Chinese version with English subtitles.
2K DCP from a 4K scan from a 16 mm source with English subtitles from Centre de Documentation sur le Cinéma Chinois (Paris).
Viewed at Cinema Jolly, Bologna, Il Cinema Ritrovato, The Rebirth of Chinese Cinema (1941-1951), 24 June 2018.
Marie Claire Kuo and Kuo Kwan Leung (Il Cinema Ritrovato): "In the political and financial aftermath of the war, Shanghai gave the illusion that it was a city full of opportunities and everyone was running after easy money. Li Lihua, a lady without means, and Shi Hui, the hairdresser, faked their identity, trying to convince each other that he/she was a good party for marriage. The film painted a ferocious picture of a society which gave few possibilities to ordinary people. Scenarist Sang Hu has written some of the best comedies of Chinese cinema and this sparkling and well-interpreted satire is still incredibly modern and funny."
"On July 11, 1947, about 800 hairdressers gathered in front of Shanghai’s biggest movie theatre, the Da Guangming, where Jiafeng xuhuang had its first projection, to protest against the way their profession was represented in the film. The management finally agreed to make some changes to calm them down. This incident helped the film obtain the highest number of ticket sales of all those produced by Wenhua. A journalist from “Life” magazine, then in Shanghai, made a photo-reportage on the two main actors. It was published and excited the curiosity of Americans about the film. Some months later, it pushed Huang Zuolin, himself fluent in English, to supervise a version of the film dubbed in English. Renamed The Barber Takes a Wife, it had quite a success in the U.S. Many were touched by the elegant beauty of Li Lihua and later she played the leading role in a Hollywood film, The Buccaneer (1958), with Yul Brynner." (Marie Claire Kuo and Kuo Kwan Leung)

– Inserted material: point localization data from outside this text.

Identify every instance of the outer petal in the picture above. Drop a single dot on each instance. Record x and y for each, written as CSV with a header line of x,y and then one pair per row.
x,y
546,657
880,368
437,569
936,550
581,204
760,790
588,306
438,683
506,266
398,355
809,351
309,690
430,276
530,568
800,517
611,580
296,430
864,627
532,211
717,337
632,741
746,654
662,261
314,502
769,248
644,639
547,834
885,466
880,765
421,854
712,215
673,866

Tony Rayns (Il Cinema Ritrovato): "Wenhua was the more sophisticated of the two leftist film companies operating in Shanghai during the civil war period of the late 1940s, probably because many of its directors, writers and actors came from theatre backgrounds. Not all, though: scriptwriter Sang Hu (who turned director himself the same year) had once been a theatre critic but came into the film industry during the war as a scriptwriter for Zhu Shilin and had a cinéphile sensibility. He infused this Lubitsch-like rom-com with lessons he’d learnt from Hollywood comedies of the 1930s. His satires of bourgeois manners and social climbing were loudly approved by pro-communist critics, but Sang turned out to be more an entertainer than a political animal."
"The wonderful Shi Hui plays Yang, star clipper in the Time Barber Shop, who poses as a business executive when he replies to a Lonely Hearts ad in a newspaper – little suspecting that the advertiser ‘Miss Fan’ is not a wealthy overseas-Chinese but a penniless young widow. Since the woman is played by the equally striking Li Lihua (who went on to star in movies by Frank Borzage, Li Hanxiang and King Hu), the film boasts two luminous performances and gives both stars the farcical situations and repartee which allow them to shine. Future director Ye Ming is also memorable as Yang’s co-conspirator, barber n.7. Director Huang Zuolin (here billed simply as Zuo Lin) doesn’t aim much higher than filmed theatre, but the script and cast carry the day." (Tony Rayns)
AA: A sophisticated Chinese comedy inspired by Ernst Lubitsch. A wonderfully fluid camera introduces us to the wizard "barber number three" whom all women want. He is like Warren Beatty in Shampoo.
When the barber is giving a haircut to a big businessman a debtor interrupts them, and it turns out that "everyone is up to their neck in debt".
The salvation seems to come via a newspaper ad where a 20 year old heiress seeks a husband. Our attention switches to two women who have invented the heiress thing. There is even a baby. They laugh at the piles of letters they receive and throw them into the wastepaper basket. Some of the letters are very poetic: "Together, we would reinvent humanity".
The barber and the businessmen decide to act together: the barber would marry the heiress, and the heritage would provide capital for the businessman.
This comedy of misunderstandings is at times funny, at times clumsy.
The DCP has been created from a battered 16 mm source.